Kelly indicated Austin should be back by the spring, but the exact steps forward have yet to be laid out, perhaps partly because another setback is so disheartening for a former four-star recruit who flashed as a freshman only to have that season quietly curtailed and his sophomore year spent sidelined by silent suspension.
“He’s had a rough run of it,” Kelly said. “But we’re going to get him right and get him back for next year.”

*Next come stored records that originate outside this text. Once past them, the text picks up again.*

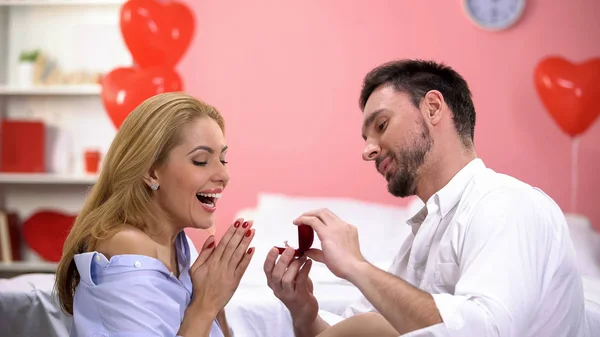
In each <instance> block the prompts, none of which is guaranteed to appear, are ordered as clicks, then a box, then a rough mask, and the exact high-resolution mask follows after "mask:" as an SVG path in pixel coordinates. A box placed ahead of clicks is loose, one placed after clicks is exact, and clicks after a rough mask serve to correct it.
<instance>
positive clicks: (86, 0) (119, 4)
mask: <svg viewBox="0 0 600 337" xmlns="http://www.w3.org/2000/svg"><path fill="white" fill-rule="evenodd" d="M125 2H126V0H0V6H53V5H57V6H72V5H122V4H124V3H125Z"/></svg>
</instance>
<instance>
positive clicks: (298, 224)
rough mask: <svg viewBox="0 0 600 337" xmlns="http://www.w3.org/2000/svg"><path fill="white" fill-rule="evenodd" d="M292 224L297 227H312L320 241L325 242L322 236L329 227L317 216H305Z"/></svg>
mask: <svg viewBox="0 0 600 337" xmlns="http://www.w3.org/2000/svg"><path fill="white" fill-rule="evenodd" d="M292 222H293V223H294V225H296V226H300V225H308V226H310V227H312V229H314V231H315V232H316V233H317V235H318V236H319V239H320V240H321V241H323V237H322V235H323V233H324V232H325V231H326V230H327V226H326V225H325V224H324V223H323V221H321V219H319V218H317V217H316V216H312V215H310V216H308V215H303V216H300V217H299V218H297V219H296V220H294V221H292Z"/></svg>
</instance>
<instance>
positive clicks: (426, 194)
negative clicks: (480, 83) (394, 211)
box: [264, 60, 585, 337]
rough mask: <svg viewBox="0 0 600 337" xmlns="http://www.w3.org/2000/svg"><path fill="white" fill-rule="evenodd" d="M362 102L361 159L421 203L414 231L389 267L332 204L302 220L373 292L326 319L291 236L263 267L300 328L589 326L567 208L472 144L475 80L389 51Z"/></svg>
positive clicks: (462, 329)
mask: <svg viewBox="0 0 600 337" xmlns="http://www.w3.org/2000/svg"><path fill="white" fill-rule="evenodd" d="M360 108H361V110H362V111H363V127H362V134H363V138H364V140H365V147H364V152H363V159H364V160H367V161H374V162H375V166H376V168H377V170H378V171H379V172H380V173H381V174H382V175H383V176H384V177H385V179H386V180H387V182H388V190H389V192H390V193H391V194H392V195H394V196H397V197H408V196H412V195H417V196H418V197H419V198H420V199H421V200H423V201H424V202H425V206H424V207H423V209H422V210H421V211H420V212H418V213H417V214H416V215H415V216H414V217H413V218H412V219H410V220H409V221H408V224H409V225H410V226H411V227H412V235H409V236H408V238H407V239H406V241H405V242H404V243H403V244H402V246H401V247H400V251H399V253H398V255H397V257H396V259H395V261H394V263H393V264H392V266H391V267H390V269H389V272H384V271H382V270H379V269H377V268H375V267H374V266H373V265H371V264H369V263H368V262H366V261H365V259H364V258H363V256H362V254H361V252H360V249H359V244H358V237H357V231H356V228H355V227H354V226H352V225H350V224H348V223H346V222H345V221H344V220H342V219H339V218H338V217H337V216H336V215H335V214H333V213H331V212H330V211H328V210H326V209H322V210H315V211H310V212H307V213H305V214H303V215H302V216H300V217H299V218H297V219H296V220H295V221H294V224H296V225H299V224H306V225H309V226H311V227H312V228H313V229H314V230H315V232H316V233H317V235H318V236H319V239H320V240H321V245H322V250H317V249H313V250H311V251H309V252H308V253H306V256H307V257H309V258H311V259H314V260H316V261H319V262H323V263H325V264H326V265H327V267H328V268H329V269H330V270H331V271H332V272H333V273H334V274H335V275H336V276H338V277H341V278H343V279H346V280H348V281H350V282H351V283H352V284H354V285H355V286H356V287H357V288H358V289H359V290H360V291H361V292H362V294H363V295H364V301H363V303H362V304H360V305H357V306H352V307H350V308H348V310H346V312H345V314H344V317H346V318H347V319H345V320H343V321H342V322H340V323H338V324H336V325H334V326H332V327H330V326H329V324H328V323H327V322H325V320H324V319H322V318H321V317H320V316H319V315H318V303H317V301H316V299H315V297H314V296H313V295H312V283H311V281H310V279H309V278H308V273H309V270H310V266H311V261H310V260H307V259H306V257H301V258H299V259H294V257H293V250H292V249H291V248H288V249H287V250H286V251H285V252H284V253H283V254H282V256H281V257H280V258H279V261H277V263H275V261H276V260H277V254H278V253H277V251H276V249H273V250H272V251H270V252H269V254H268V256H267V258H266V260H265V266H264V269H265V273H266V275H267V279H268V284H269V287H270V288H271V289H273V291H274V293H275V295H276V296H277V297H278V298H279V299H280V300H281V301H282V302H283V303H284V304H285V305H286V307H287V308H288V309H289V310H290V313H291V315H292V320H293V325H294V331H295V333H296V336H298V337H300V336H302V337H304V336H311V337H312V336H316V335H319V334H320V336H350V335H353V336H359V335H361V336H398V335H404V334H407V335H406V336H477V337H479V336H501V337H508V336H518V337H533V336H544V337H566V336H584V335H585V334H584V329H585V328H584V325H585V312H584V297H583V290H582V280H581V277H580V275H579V274H578V272H577V271H576V267H575V263H574V251H573V247H572V242H571V240H570V238H569V233H568V228H567V224H566V221H565V218H564V215H563V214H562V212H561V210H560V209H559V207H558V206H557V205H556V204H555V203H554V201H553V200H552V199H551V198H550V197H548V196H547V195H545V194H544V193H543V192H542V191H540V190H539V189H537V188H534V187H531V186H529V185H527V184H525V183H523V182H521V181H518V180H517V179H514V178H512V177H509V176H506V175H503V174H499V173H496V172H494V171H493V170H491V169H489V168H486V166H485V165H484V163H483V161H482V160H481V159H479V158H478V157H477V154H476V152H475V147H474V140H473V139H474V128H475V109H474V107H473V102H472V100H471V93H470V90H469V88H468V86H467V83H466V81H465V80H464V79H463V78H462V77H461V76H460V75H459V74H458V73H456V72H455V71H454V70H453V69H451V68H450V67H447V66H445V65H442V64H438V63H435V62H430V61H420V60H401V61H396V62H391V63H387V64H384V65H381V66H380V67H377V68H376V69H374V70H372V71H371V72H370V73H369V74H368V75H367V76H366V78H365V80H364V84H363V88H362V92H361V95H360ZM349 220H350V219H349ZM373 230H377V229H376V228H373ZM370 244H371V243H370ZM372 244H377V243H376V242H373V243H372ZM363 313H370V314H367V315H362V314H363ZM348 317H350V318H348Z"/></svg>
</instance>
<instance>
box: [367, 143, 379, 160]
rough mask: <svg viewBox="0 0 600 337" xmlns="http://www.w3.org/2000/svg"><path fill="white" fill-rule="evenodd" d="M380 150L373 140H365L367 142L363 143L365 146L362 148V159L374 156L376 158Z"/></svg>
mask: <svg viewBox="0 0 600 337" xmlns="http://www.w3.org/2000/svg"><path fill="white" fill-rule="evenodd" d="M380 152H381V148H380V147H379V144H375V143H373V142H367V144H366V145H365V148H364V150H363V160H365V161H371V160H375V158H377V156H378V155H379V153H380Z"/></svg>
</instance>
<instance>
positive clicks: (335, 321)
mask: <svg viewBox="0 0 600 337" xmlns="http://www.w3.org/2000/svg"><path fill="white" fill-rule="evenodd" d="M319 316H321V318H322V319H323V320H324V321H325V322H327V324H329V325H330V326H334V325H336V324H338V323H339V322H341V321H343V320H344V317H342V316H339V315H336V314H334V313H331V312H329V311H325V310H319Z"/></svg>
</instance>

Austin finishes the 2020 season with two catches for 18 yards.
Junior receiver Braden Lenzy’s absence should be shorter. He pulled up in the fourth quarter, clearly favoring his hamstring, an issue that has slowed him throughout the season. Kelly said the scar tissue of Lenzy’s original hamstring injury has proven troublesome, but if the issue does not extend beyond that scar tissue, getting back to 100 percent should not be a lengthy process.
Junior cornerback Tariq Bracy did not make the trip to Pittsburgh, but not out of coronavirus concerns.
“There are other sicknesses,” Kelly said. “I didn’t know that after being caught up in this (pandemic) for so long.
“He had been sick and under the weather, and we just felt like it wasn’t right to travel him under the conditions that we’re at.”